The famous voice actor and singer, best known for providing the voice of Kellogg’s Tony the Tiger, wasn’t recognized for his work in How the Grinch Stole Christmas. Because of this, most viewers wrongly assumed that the narrator of the special, Boris Karloff, also sang the piece in question. Upset by this oversight, Geisel personally apologized to Ravenscroft and vowed to make amends. Geisel went on to pen a letter, urging all the major columnists that he knew to help him rectify the mistake by issuing a notice of correction in their publications.

8. Chuck Jones had to find ways to fill out the 26-minute time slot.

Because reading the book out loud only takes about 12 minutes, Jones was faced with the challenge of extending the story. For this, he turned to Max the dog. “That whole center section where Max is tied up to the sleigh, and goes down through the mountainside, and has all those problems getting down there, was good comic business as it turns out,” Jones explained in TNT’s How the Grinch Stole Christmas special, which is a special feature on the movie’s DVD. “But it was all added; it was not part of the book.” Jones would go on to name Max as his favorite character from the special, as he felt that he directly represented the audience.

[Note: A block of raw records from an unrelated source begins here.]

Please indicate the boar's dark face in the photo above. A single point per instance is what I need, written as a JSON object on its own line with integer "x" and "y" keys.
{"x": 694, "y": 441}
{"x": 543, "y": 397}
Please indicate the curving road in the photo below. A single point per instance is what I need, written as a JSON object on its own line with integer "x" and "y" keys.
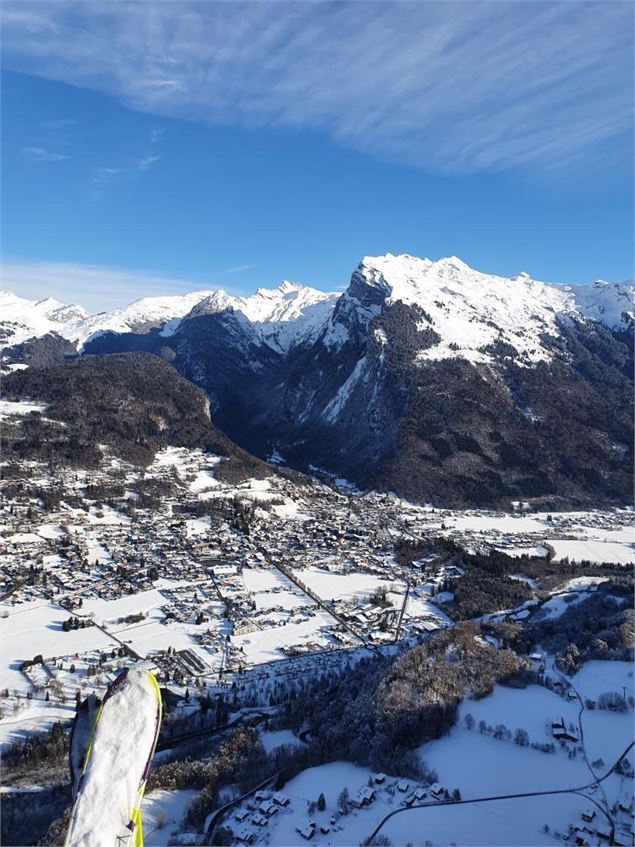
{"x": 435, "y": 803}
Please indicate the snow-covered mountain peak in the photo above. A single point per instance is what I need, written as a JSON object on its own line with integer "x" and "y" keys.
{"x": 475, "y": 313}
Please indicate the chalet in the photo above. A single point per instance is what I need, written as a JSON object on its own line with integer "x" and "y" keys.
{"x": 559, "y": 731}
{"x": 603, "y": 831}
{"x": 364, "y": 797}
{"x": 268, "y": 808}
{"x": 306, "y": 831}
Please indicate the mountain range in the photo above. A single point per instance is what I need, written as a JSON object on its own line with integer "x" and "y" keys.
{"x": 427, "y": 378}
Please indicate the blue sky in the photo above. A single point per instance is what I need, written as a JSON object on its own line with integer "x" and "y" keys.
{"x": 154, "y": 148}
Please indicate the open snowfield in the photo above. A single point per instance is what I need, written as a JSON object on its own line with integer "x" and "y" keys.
{"x": 271, "y": 740}
{"x": 595, "y": 677}
{"x": 333, "y": 586}
{"x": 497, "y": 823}
{"x": 271, "y": 589}
{"x": 264, "y": 645}
{"x": 594, "y": 551}
{"x": 500, "y": 823}
{"x": 32, "y": 716}
{"x": 36, "y": 628}
{"x": 163, "y": 812}
{"x": 8, "y": 408}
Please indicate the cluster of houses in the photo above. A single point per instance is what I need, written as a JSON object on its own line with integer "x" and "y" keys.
{"x": 249, "y": 821}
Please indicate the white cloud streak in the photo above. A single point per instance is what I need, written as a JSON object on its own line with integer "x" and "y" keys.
{"x": 95, "y": 287}
{"x": 39, "y": 154}
{"x": 447, "y": 86}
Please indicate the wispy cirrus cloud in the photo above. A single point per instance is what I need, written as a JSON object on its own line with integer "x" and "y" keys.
{"x": 448, "y": 86}
{"x": 95, "y": 287}
{"x": 40, "y": 154}
{"x": 238, "y": 269}
{"x": 146, "y": 162}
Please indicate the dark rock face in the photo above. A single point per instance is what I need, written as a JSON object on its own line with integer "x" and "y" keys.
{"x": 135, "y": 403}
{"x": 359, "y": 403}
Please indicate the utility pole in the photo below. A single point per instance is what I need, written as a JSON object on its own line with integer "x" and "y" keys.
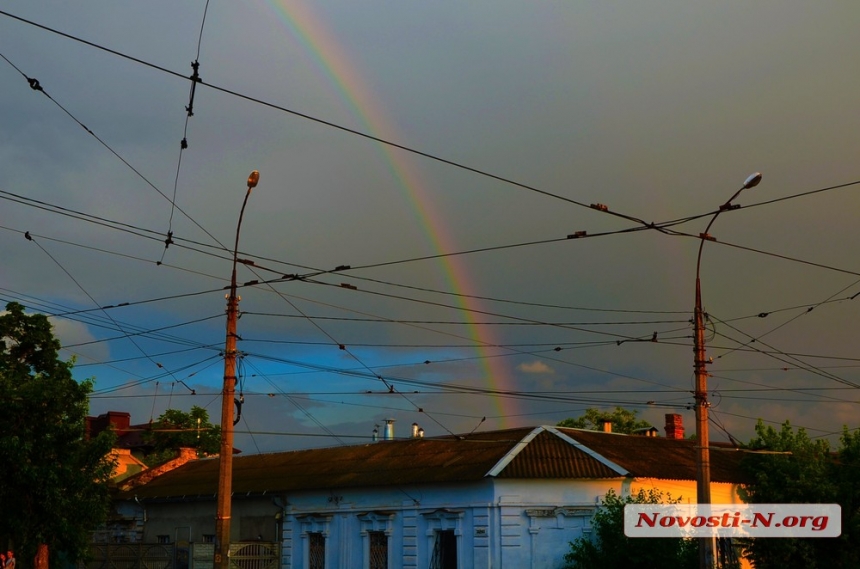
{"x": 707, "y": 559}
{"x": 225, "y": 467}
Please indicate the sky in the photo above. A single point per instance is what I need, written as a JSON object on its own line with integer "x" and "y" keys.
{"x": 424, "y": 168}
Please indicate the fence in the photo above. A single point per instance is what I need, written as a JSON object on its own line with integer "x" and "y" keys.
{"x": 243, "y": 555}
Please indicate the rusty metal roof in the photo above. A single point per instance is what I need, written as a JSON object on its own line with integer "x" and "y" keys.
{"x": 523, "y": 453}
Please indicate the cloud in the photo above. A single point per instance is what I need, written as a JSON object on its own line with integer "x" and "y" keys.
{"x": 535, "y": 367}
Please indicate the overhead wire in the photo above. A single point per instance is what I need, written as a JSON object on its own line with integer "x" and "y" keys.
{"x": 36, "y": 86}
{"x": 183, "y": 145}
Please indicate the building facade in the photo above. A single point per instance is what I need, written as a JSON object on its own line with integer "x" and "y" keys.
{"x": 511, "y": 498}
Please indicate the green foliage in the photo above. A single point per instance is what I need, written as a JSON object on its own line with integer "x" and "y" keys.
{"x": 611, "y": 548}
{"x": 623, "y": 420}
{"x": 54, "y": 486}
{"x": 808, "y": 472}
{"x": 175, "y": 429}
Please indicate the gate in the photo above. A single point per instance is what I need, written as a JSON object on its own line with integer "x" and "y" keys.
{"x": 130, "y": 556}
{"x": 243, "y": 555}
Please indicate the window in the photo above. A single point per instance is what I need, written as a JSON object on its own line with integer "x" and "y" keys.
{"x": 378, "y": 550}
{"x": 444, "y": 550}
{"x": 316, "y": 550}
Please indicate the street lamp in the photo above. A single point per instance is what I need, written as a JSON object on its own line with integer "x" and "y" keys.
{"x": 225, "y": 468}
{"x": 703, "y": 456}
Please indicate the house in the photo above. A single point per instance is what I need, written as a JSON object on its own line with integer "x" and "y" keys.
{"x": 506, "y": 498}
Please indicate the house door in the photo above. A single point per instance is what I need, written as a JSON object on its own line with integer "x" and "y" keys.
{"x": 444, "y": 551}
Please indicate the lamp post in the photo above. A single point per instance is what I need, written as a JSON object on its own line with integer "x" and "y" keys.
{"x": 225, "y": 468}
{"x": 703, "y": 456}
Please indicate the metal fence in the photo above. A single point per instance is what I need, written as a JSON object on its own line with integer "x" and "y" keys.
{"x": 243, "y": 555}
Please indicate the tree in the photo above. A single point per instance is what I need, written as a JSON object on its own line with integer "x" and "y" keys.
{"x": 610, "y": 548}
{"x": 623, "y": 420}
{"x": 801, "y": 470}
{"x": 175, "y": 429}
{"x": 54, "y": 485}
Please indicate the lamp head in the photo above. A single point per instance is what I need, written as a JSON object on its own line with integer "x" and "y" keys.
{"x": 752, "y": 181}
{"x": 255, "y": 177}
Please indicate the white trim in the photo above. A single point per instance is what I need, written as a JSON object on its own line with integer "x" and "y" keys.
{"x": 593, "y": 454}
{"x": 512, "y": 454}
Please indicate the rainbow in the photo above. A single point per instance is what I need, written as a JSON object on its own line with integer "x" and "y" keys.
{"x": 332, "y": 62}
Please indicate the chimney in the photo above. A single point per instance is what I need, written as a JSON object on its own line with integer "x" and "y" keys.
{"x": 674, "y": 426}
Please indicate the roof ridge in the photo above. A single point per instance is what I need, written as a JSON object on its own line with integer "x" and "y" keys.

9. The Grinch’s green coloring was inspired by a rental car.

Warner Home Video

In the original book, the Grinch is illustrated as black and white, with hints of pink and red. Rumor has it that Jones was inspired to give the Grinch his iconic coloring after he rented a car that was painted an ugly shade of green.

10. Ted Geisel thought the Grinch looked like Chuck Jones.

When Geisel first saw Jones’s drawings of the Grinch, he exclaimed, “That doesn’t look like the Grinch, that looks like you!” Jones’s response, according to TNT’s How the Grinch Stole Christmas Special: “Well, it happens.”

11. At one point, the special received a “censored” edit.

Over the years, How the Grinch Stole Christmas has been edited in order to shorten its running time (in order to allow for more commercials). However, one edit—which ran for several years—censored the line “You’re a rotter, Mr. Grinch” from the song “You’re a Mean One, Mr. Grinch.” Additionally, the shot in which the Grinch smiles creepily just before approaching the bed filled with young Whos was deemed inappropriate for certain networks and was removed.

12. The special’s success led to both a prequel and a crossover special.

Universal Pictures Home Entertainment

Given the popularity of the Christmas special, two more Grinch tales were produced: Halloween is Grinch Night and The Grinch Grinches The Cat in the Hat. Airing on October 29, 1977, Halloween is Grinch Night tells the story of the Grinch making his way down to Whoville to scare all the Whos on Halloween. In The Grinch Grinches The Cat in the Hat, which aired on May 20, 1982, the Grinch finds himself wanting to renew his mean spirit by picking on the Cat in the Hat. Unlike the original, neither special was deemed a classic. But this is not to say they weren’t well-received; in fact, both went on to win Emmy Awards.